С экрана пахнет медовым бастурмой и хмелём — Армен Варданян приглашает в дом, где свадебный марш длится неделю. Наблюдаю армянскую мифологию через объектив, напоминающий пересекающиеся арки собора Саак-Григор, и чувствую, как ритм сердца совпадает с дробью дхола.

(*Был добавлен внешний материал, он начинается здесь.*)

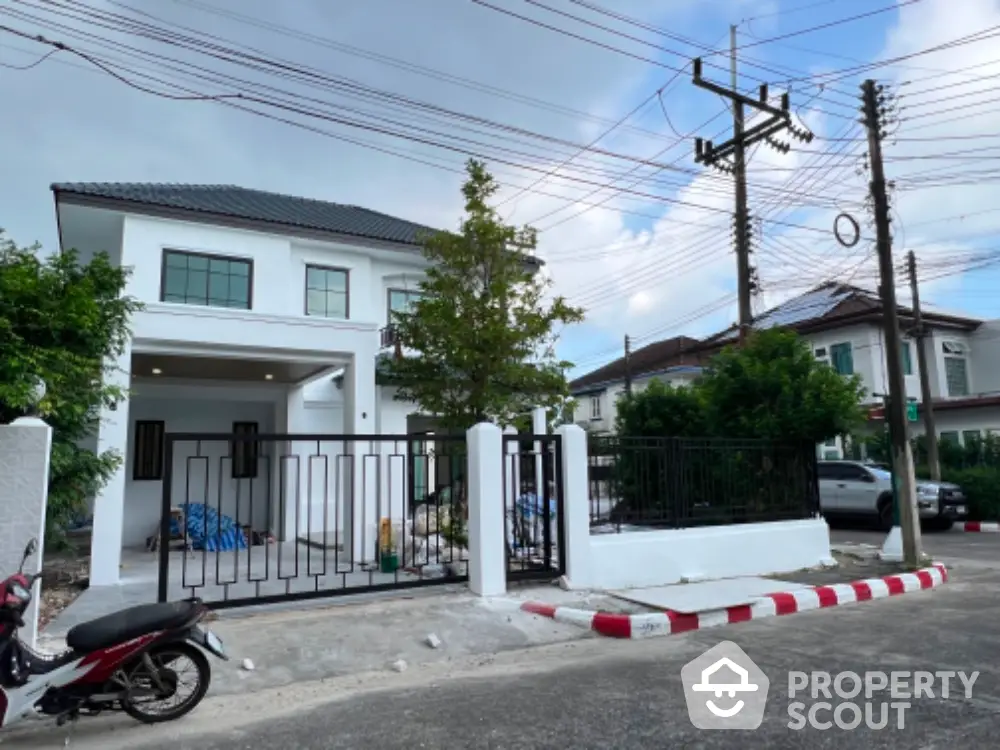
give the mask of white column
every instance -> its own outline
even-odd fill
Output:
[[[587,496],[587,433],[575,424],[556,429],[562,437],[563,536],[566,548],[560,550],[566,565],[566,578],[575,588],[586,588],[591,580],[590,502]]]
[[[532,435],[546,435],[549,431],[549,424],[547,419],[547,414],[545,407],[536,406],[531,410],[531,434]],[[542,453],[545,450],[545,444],[540,440],[536,440],[532,451],[535,454],[535,496],[538,498],[539,509],[542,507],[541,502],[545,497],[545,478],[543,472],[543,462]]]
[[[503,526],[503,438],[483,422],[466,433],[469,451],[469,588],[479,596],[507,592]]]
[[[24,572],[34,575],[42,570],[51,450],[52,428],[40,419],[22,417],[0,426],[0,578],[17,571],[32,538],[38,540],[38,549]],[[40,580],[32,593],[21,637],[34,647],[42,598]]]
[[[508,425],[503,428],[503,434],[516,437],[517,428]],[[502,441],[503,448],[503,496],[504,496],[504,539],[514,553],[514,520],[516,517],[517,499],[521,496],[521,467],[518,465],[518,443],[516,440]]]
[[[375,349],[359,351],[344,369],[344,434],[374,435]],[[374,562],[378,539],[378,446],[363,440],[348,442],[344,453],[344,551],[353,550],[355,564]],[[366,454],[374,454],[366,458]]]
[[[108,384],[128,389],[132,376],[132,347],[126,347],[116,369],[106,376]],[[97,452],[114,450],[122,457],[118,469],[94,498],[94,525],[90,541],[90,585],[114,586],[119,582],[122,561],[122,528],[125,523],[125,477],[132,461],[128,442],[129,402],[115,409],[101,409]],[[164,466],[164,471],[173,471]]]

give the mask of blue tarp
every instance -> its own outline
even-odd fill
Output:
[[[187,538],[191,542],[192,549],[229,552],[247,548],[243,529],[229,516],[224,516],[215,508],[209,508],[202,503],[184,505],[183,509],[184,525],[187,526]],[[171,519],[170,532],[174,536],[183,535],[176,520]]]

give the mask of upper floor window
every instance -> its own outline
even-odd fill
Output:
[[[590,399],[590,418],[600,419],[601,418],[601,397],[593,396]]]
[[[351,294],[343,268],[306,266],[306,315],[347,319]]]
[[[913,374],[913,356],[910,353],[910,342],[901,341],[899,343],[900,348],[903,352],[903,374],[912,375]]]
[[[949,396],[969,395],[969,366],[965,358],[965,346],[958,341],[944,341],[944,375]]]
[[[854,351],[851,342],[834,344],[830,347],[830,364],[841,375],[854,374]]]
[[[413,303],[420,299],[423,295],[416,290],[407,289],[390,289],[389,290],[389,315],[388,320],[392,322],[392,313],[394,312],[406,312],[412,306]]]
[[[252,277],[249,260],[164,250],[160,300],[249,310]]]

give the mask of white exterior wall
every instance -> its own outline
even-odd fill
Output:
[[[872,324],[845,326],[832,331],[806,334],[803,338],[809,342],[814,353],[817,349],[826,349],[828,359],[832,346],[850,343],[854,358],[854,373],[861,376],[865,390],[868,394],[886,392],[885,354],[877,326]],[[910,387],[910,378],[907,378],[907,391]],[[920,381],[914,381],[913,387],[919,394]]]
[[[993,433],[1000,436],[1000,406],[983,406],[972,409],[938,409],[934,412],[934,426],[938,435],[957,432],[959,442],[965,442],[963,433],[975,430],[985,436]],[[924,434],[923,421],[910,423],[912,436]]]
[[[257,422],[262,433],[274,431],[274,403],[134,398],[130,410],[133,419],[129,425],[129,445],[134,445],[135,422],[147,419],[164,421],[167,432],[230,433],[233,422],[240,421]],[[232,479],[229,473],[232,462],[223,459],[228,455],[229,445],[224,442],[202,443],[200,453],[194,443],[178,443],[172,467],[171,505],[205,503],[241,524],[249,524],[254,529],[268,528],[267,471],[261,466],[256,479]],[[133,461],[134,451],[130,452],[125,468],[126,503],[122,525],[122,545],[125,547],[142,546],[146,537],[157,533],[163,498],[162,482],[132,479]],[[164,470],[171,468],[164,467]]]
[[[250,310],[160,302],[164,249],[253,262]],[[133,320],[137,350],[164,351],[165,342],[325,353],[335,364],[378,348],[386,324],[387,290],[415,289],[426,262],[413,249],[304,241],[277,234],[145,216],[126,216],[121,262],[133,268],[127,293],[146,304]],[[306,265],[349,272],[348,320],[305,315]],[[252,325],[252,329],[248,329]]]
[[[988,320],[969,336],[970,378],[976,392],[1000,393],[1000,320]]]
[[[632,381],[632,391],[639,393],[649,387],[654,380],[677,388],[690,385],[691,381],[697,377],[698,373],[693,371],[666,373],[653,376],[639,376]],[[588,432],[613,432],[615,420],[618,418],[618,399],[625,393],[625,384],[616,383],[605,388],[599,393],[577,396],[577,404],[573,410],[573,422],[580,425]],[[591,418],[591,400],[599,399],[601,403],[601,416],[599,419]]]
[[[963,333],[961,331],[934,331],[929,337],[930,341],[928,344],[933,347],[933,349],[928,349],[927,353],[929,355],[927,360],[927,368],[931,371],[930,381],[932,384],[931,393],[934,398],[952,398],[951,394],[948,393],[948,379],[945,375],[944,367],[944,349],[943,344],[946,341],[954,341],[960,343],[966,347],[966,358],[968,360],[966,364],[966,372],[969,376],[969,396],[980,393],[980,384],[977,382],[977,370],[979,368],[975,365],[976,355],[978,352],[973,350],[972,347],[972,336]],[[965,398],[963,396],[956,396],[955,398]]]
[[[327,388],[329,389],[328,392]],[[309,395],[309,390],[313,395]],[[378,434],[403,435],[407,432],[407,418],[416,412],[416,407],[407,402],[394,401],[392,389],[380,389],[375,422]],[[325,398],[315,394],[323,392]],[[165,431],[170,432],[232,432],[232,423],[237,421],[257,422],[259,431],[271,434],[329,435],[343,434],[343,397],[339,389],[328,378],[311,384],[308,388],[286,388],[284,386],[248,386],[240,383],[229,384],[188,384],[160,385],[143,383],[134,393],[130,404],[128,428],[128,449],[125,455],[124,484],[125,506],[122,530],[122,546],[139,547],[146,538],[156,533],[162,509],[163,483],[160,481],[135,481],[132,479],[134,461],[135,422],[138,420],[161,420]],[[272,456],[270,470],[263,468],[257,479],[252,480],[254,508],[249,505],[248,489],[251,480],[240,480],[240,509],[237,513],[237,480],[223,474],[220,494],[220,457],[226,455],[225,443],[205,443],[202,456],[209,457],[210,485],[209,503],[223,514],[236,518],[241,523],[251,524],[257,530],[272,530],[283,539],[304,535],[309,531],[343,533],[344,508],[336,512],[326,501],[342,498],[343,493],[335,486],[338,475],[349,472],[347,465],[357,462],[359,472],[367,473],[371,484],[379,479],[381,490],[377,506],[372,509],[378,517],[390,516],[398,519],[403,513],[405,491],[405,441],[395,443],[377,442],[369,449],[366,442],[360,456],[351,459],[344,455],[342,441],[290,441],[263,449]],[[187,467],[187,457],[194,455],[192,444],[179,444],[175,449],[172,505],[179,506],[189,500],[203,502],[198,493],[204,493],[205,461],[194,460]],[[280,456],[298,456],[299,469],[296,471],[294,458],[283,459],[284,468],[279,466]],[[378,457],[378,458],[376,458]],[[228,469],[229,462],[222,463]],[[381,467],[380,469],[377,467]],[[380,477],[376,472],[381,471]],[[278,517],[279,486],[282,474],[286,478],[285,497],[296,497],[295,478],[298,476],[298,497],[302,499],[300,512],[295,513],[294,504],[286,501],[286,517]],[[267,487],[268,476],[273,486]],[[191,493],[186,492],[186,480],[190,479]],[[329,484],[325,484],[328,481]],[[324,489],[325,488],[325,489]],[[370,486],[367,496],[373,496]],[[271,497],[271,513],[268,513],[268,495]],[[218,506],[221,498],[221,507]],[[343,502],[343,501],[341,501]],[[370,525],[370,524],[366,524]],[[368,529],[368,533],[373,533]]]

Сюжет удерживается на простой оси: Лилит, московская дирижёрка, возвращается в Ереван за семь дней до собственной церемонии, сталкивается с прошлой любовью, старым двором, музыкальными соседями и тенью землетрясения 1988-го. Каждые сутки приносят новый ритуал — лепка пахлавы, покраска яиц, танец шалахо под дворовое пианино. Комедия соседствует с меланхолией, словно дудук с электрогитарой.
Сюжет как хоровод
Режиссёр играет с хронотопом: свадьба служит метрономом, а ночи сбрасывают петли времени через эффект «буклета Мёбиуса». Камера Арутюняна скользит по лавовым переулкам единым склейным планом, создавая «контавив» — пластический рифмованный проход, знакомый оперным дирижёрам сцены.

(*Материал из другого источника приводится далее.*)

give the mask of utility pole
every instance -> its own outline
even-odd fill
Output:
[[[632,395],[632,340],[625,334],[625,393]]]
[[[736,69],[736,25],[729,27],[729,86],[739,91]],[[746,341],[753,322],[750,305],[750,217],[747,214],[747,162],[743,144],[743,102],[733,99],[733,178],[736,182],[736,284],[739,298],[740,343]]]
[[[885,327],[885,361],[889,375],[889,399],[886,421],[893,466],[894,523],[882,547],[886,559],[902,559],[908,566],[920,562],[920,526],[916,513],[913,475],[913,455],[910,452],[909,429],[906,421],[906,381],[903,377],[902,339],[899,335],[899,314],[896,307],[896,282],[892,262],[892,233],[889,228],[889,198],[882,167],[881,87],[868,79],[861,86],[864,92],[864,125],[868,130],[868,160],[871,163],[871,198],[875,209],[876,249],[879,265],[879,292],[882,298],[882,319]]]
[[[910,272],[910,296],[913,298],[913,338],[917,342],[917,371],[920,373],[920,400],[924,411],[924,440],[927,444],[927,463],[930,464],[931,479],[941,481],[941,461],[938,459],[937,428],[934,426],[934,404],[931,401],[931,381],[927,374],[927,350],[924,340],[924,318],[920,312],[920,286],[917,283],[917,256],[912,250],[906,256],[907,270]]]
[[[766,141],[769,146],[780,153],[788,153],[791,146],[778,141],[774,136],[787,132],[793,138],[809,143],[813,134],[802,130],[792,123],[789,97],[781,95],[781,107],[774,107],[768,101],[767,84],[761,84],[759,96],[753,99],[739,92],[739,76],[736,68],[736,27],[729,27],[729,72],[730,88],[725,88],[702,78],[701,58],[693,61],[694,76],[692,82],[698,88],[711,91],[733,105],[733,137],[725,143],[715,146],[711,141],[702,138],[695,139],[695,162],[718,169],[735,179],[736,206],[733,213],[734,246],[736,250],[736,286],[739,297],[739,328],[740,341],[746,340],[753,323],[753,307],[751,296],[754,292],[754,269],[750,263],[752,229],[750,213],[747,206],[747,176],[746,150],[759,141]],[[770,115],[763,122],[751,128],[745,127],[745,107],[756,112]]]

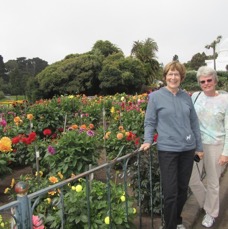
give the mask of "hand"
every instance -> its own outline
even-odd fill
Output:
[[[226,165],[228,163],[228,156],[221,155],[218,163],[219,165]]]
[[[148,149],[150,148],[150,146],[151,146],[150,143],[143,143],[143,144],[140,146],[139,150],[140,150],[140,151],[141,151],[141,150],[146,151],[146,150],[148,150]]]
[[[204,152],[196,152],[196,154],[199,156],[200,160],[203,159]]]

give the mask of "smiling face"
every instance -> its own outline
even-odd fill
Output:
[[[163,79],[166,82],[166,88],[176,93],[179,90],[180,83],[185,78],[186,69],[179,61],[168,63],[163,69]]]
[[[167,89],[177,91],[181,83],[181,75],[177,70],[169,70],[165,77]]]
[[[212,75],[203,75],[199,77],[199,84],[204,93],[208,96],[215,94],[216,80]]]
[[[202,66],[196,74],[197,81],[206,96],[216,95],[216,85],[218,82],[217,72],[208,66]]]

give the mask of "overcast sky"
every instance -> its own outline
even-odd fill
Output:
[[[4,62],[52,64],[98,40],[129,56],[134,41],[147,38],[157,43],[159,62],[175,54],[187,62],[198,52],[211,55],[205,45],[218,35],[228,38],[228,0],[0,0],[0,30]]]

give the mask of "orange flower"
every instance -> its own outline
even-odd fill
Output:
[[[56,177],[54,177],[54,176],[49,177],[49,179],[48,179],[48,180],[49,180],[51,183],[53,183],[53,184],[55,184],[55,183],[59,182],[58,178],[56,178]]]
[[[20,122],[20,120],[21,120],[21,119],[20,119],[20,117],[18,117],[18,116],[15,117],[15,118],[13,119],[14,122]]]
[[[76,129],[78,129],[78,125],[74,124],[74,125],[71,126],[71,128],[72,128],[73,130],[76,130]]]
[[[32,121],[33,120],[33,114],[27,114],[27,119]]]
[[[106,134],[105,134],[105,139],[108,139],[109,138],[109,136],[110,136],[110,134],[111,134],[111,132],[110,131],[108,131]]]
[[[118,133],[116,135],[116,137],[117,137],[118,140],[121,140],[123,138],[123,134],[122,133]]]
[[[12,149],[12,141],[8,137],[2,137],[0,139],[0,151],[3,153],[11,152]]]
[[[123,131],[123,130],[124,130],[123,126],[119,126],[119,131]]]
[[[93,130],[94,129],[94,125],[92,123],[89,124],[89,128],[90,130]]]
[[[130,135],[130,132],[127,131],[127,132],[125,133],[125,136],[128,137],[129,135]]]
[[[56,193],[56,191],[50,191],[50,192],[48,192],[48,194],[51,195],[51,196],[54,196],[55,193]]]
[[[83,124],[83,125],[80,126],[80,129],[81,129],[81,130],[86,130],[86,128],[87,128],[87,127],[86,127],[85,124]]]
[[[20,123],[22,123],[22,120],[20,119],[19,116],[15,117],[14,120],[15,124],[18,126]]]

Монтаж использует технику «джамп-гав» — короткий обрыв, через который герой внезапно меняет костюм, помещая зрителя в центр ритуального триптиха. Отсутствие пауз придаёт погружению вкус медового угара.
Музыкальный палимпсест
Композитор Анаит Тавадян сплетает полициклические цинсил-рифы с древним радаостинским ладом. Я различаю редкую агедонию — мелодию без устоя, вызывающую акусматическое состояние. Бубен «даира» выбивает искры из дворового бетона, формируя акустический гипердъп.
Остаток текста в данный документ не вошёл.